The consulting team brought the project to Nextyn.
Within 48 hours Nextyn delivered profiles including a former Abu Dhabi Ministry of Health official who had been directly involved in shaping the private operator regulatory framework that would govern the client's market entry, a healthcare investor who had backed three businesses in the same segment across Abu Dhabi and Dubai, and a former senior executive from a regional private hospital chain who had managed the DOH and DHA licensing process simultaneously.
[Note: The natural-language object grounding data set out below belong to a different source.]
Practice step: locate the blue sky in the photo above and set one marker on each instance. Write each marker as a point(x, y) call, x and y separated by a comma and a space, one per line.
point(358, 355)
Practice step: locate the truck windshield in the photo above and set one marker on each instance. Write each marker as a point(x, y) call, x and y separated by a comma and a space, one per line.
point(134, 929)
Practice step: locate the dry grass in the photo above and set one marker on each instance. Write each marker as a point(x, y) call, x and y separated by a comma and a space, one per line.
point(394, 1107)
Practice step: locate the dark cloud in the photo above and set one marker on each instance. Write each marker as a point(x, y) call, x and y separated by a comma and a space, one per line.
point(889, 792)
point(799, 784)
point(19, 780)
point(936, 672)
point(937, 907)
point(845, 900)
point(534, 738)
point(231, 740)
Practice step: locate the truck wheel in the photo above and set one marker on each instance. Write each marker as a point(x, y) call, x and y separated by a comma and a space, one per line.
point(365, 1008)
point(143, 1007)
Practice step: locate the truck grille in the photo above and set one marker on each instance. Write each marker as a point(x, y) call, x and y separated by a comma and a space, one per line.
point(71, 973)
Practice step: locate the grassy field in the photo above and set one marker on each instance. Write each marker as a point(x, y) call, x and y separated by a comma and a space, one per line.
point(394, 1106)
The former Ministry of Health official described a specific element of the Abu Dhabi private operator licensing framework that had been updated six months earlier, affecting the minimum capital requirements and staffing ratios for new entrants in the target speciality category. The update had not appeared in any published regulatory guidance the consulting team had reviewed. It had been communicated through a circular to existing licenced operators.
The healthcare investor provided context on how the Abu Dhabi and Dubai markets had diverged in their treatment of international private operators over the preceding two years. Abu Dhabi had become more receptive to international brand partnerships in premium segments. Dubai had moved toward favouring local operator partnerships in mainstream healthcare categories.
The consulting firm's original recommendation had treated the UAE as a single market entry point. The intelligence changed both the market sequence and the operator model. The recommendation was revised to enter Abu Dhabi first with an international brand partnership structure. The Dubai market entry was deferred to a second phase with a revised model reflecting the DHA's current preference for local operator partnerships.
The consulting firm submitted the revised strategy to their client. The market entry timeline was extended by eight months relative to the original plan. The revised plan was more defensible, more specific, and built on operational intelligence rather than market analysis alone.
A consulting firm entering the GCC healthcare market with globally-sourced experts will produce a credible market overview. A consulting firm with locally-sourced practitioners will produce an operationally accurate market entry strategy. The difference is the difference between a strategy that survives the implementation phase and one that does not. The GCC healthcare market is not adequately covered by global expert databases. The practitioners who understand the emirate-specific regulatory environment are found through networks built in market, not databases built remotely.